Mit einem Handzeichen gab er der Reporterin zu verstehen, dass sie näher kommen sollte. »Ich wäre so weit, wir können beginnen.« Förstner hatte sich neben einem Stehtisch positioniert, auf dem sich sein heiß geliebter Preis für die Bank befand.

»Am besten fotografieren Sie mich von links, das ist meine Schokoladenseite.« Er gab ein kurzes Lachen von sich und setzte ein gewinnendes Lächeln auf. Die Reporterin hatte ihre Kamera gezückt und begann Bilder von Förstner und dem Preis, den er wie ein Baby im Arm hielt, zu knipsen.

»Phantastisch.« Entzückt strahlte die Reporterin ihn an und hielt abrupt mit dem Fotografieren inne.

Förstner folgte ihrem Blick, der zur Eingangstür führte, und traute seinen Augen nicht. Nikolaus, einer seiner Kunden, kam mit einer Bierflasche bewaffnet schwankend durch die Eingangstür. Dieser Nichtsnutz würde seine Veranstaltung sprengen.

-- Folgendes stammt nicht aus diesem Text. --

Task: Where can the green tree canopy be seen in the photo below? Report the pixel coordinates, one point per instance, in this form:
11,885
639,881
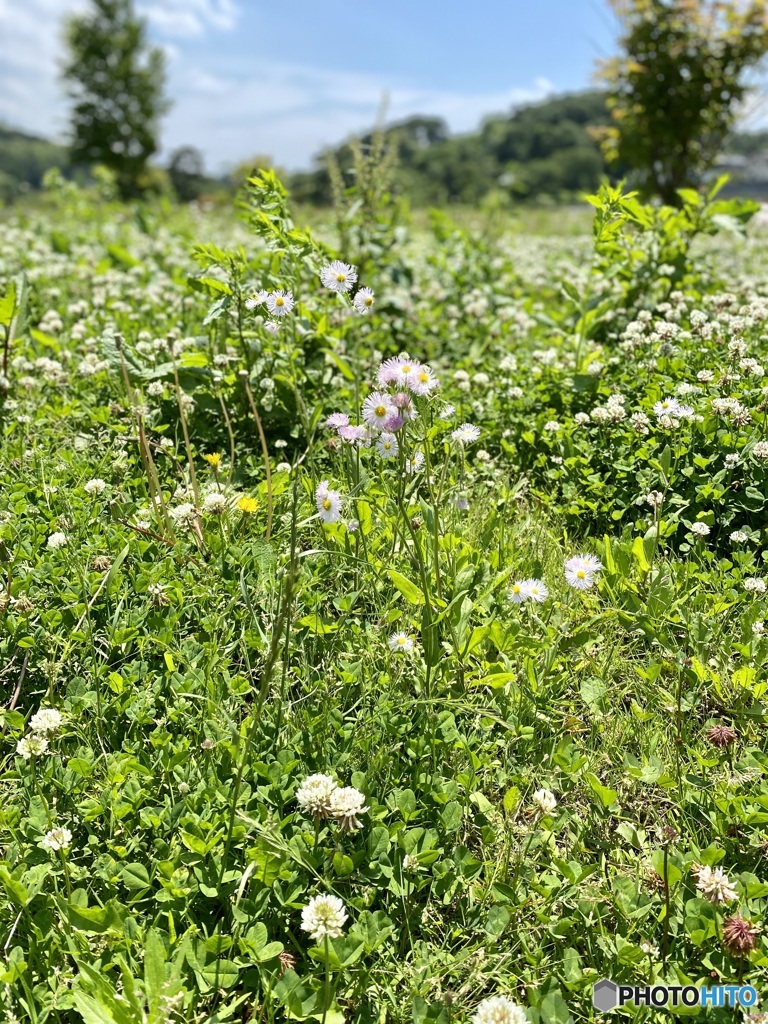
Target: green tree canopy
675,89
116,82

»Du bleedr Segl! Wie kosch du überhaupt no schlofa! Na warte, dir zoig i gloi, wo dr Bartl d’ Moschd hold!«

Nikolaus schwenkte aufgebracht seine Bierflasche. Die umstehenden Menschen hatten ihre Gespräche unterbrochen und starrten in Richtung Eingang. Förstner biss die Zähne zusammen und machte eine Faust. Warum stoppte niemand diesen Idioten?

»Heilig’s Blechle, Wilfried!« Quiekend kam seine Frau herbeigerannt und blieb neben ihm stehen. »Wilfried, was tust du da?«

»Dr elendige Mischtkärl had unser Haus eikassiert. Mir send heimadlos. Hörsch, Bärbel? Heimadlos!« Anklagend richtete Nikolaus seinen Finger auf Förstner.

Förstner versuchte sich an einem Lächeln. Das Getuschel ignorierte er. »Das ist weder der richtige Ort noch Zeitpunkt für solche Gespräche, Herr Nikolaus. Sie sollten erst einmal nüchtern werden.«

»Rudsch mir doch dr Buggl nondr, du Grasdaggl, du verreggdr!« Nikolaus nahm einen Schluck aus seiner Flasche.

Förstner kannte diese Reaktion von Nikolaus bereits und hatte weiß Gott andere Sorgen. Was sollten nur die Leute über ihn denken? Er zuckte kurz mit den Schultern, als würde ihn das ganze Thema nichts angehen, schließlich war dieser Idiot selbst schuld. »Wer seine Raten nicht zahlen kann, muss eben dafür bezahlen. Das sind die Spielregeln, ganz einfach. Auf Wiedersehen, Sie sehen ja, wir haben eine geschlossene Gesellschaft.« Er deutete auf die Menschenmenge.

»Lass uns nach Hause gehen.« Liebevoll, als hätte sie ein bockiges Kind im Arm und nicht einen betrunkenen Mann, schob Frau Nikolaus ihren Mann zum Ausgang. Ohne Protest ließ er sich zur Tür bugsieren und wirkte wie ein geprügelter Hund, der den Tränen nahe war.

»I mach di kalt!«, schrie Wilfried Nikolaus. Er schwang die leere Flasche bedrohlich um sich, als wollte er seiner Drohung Taten folgen lassen.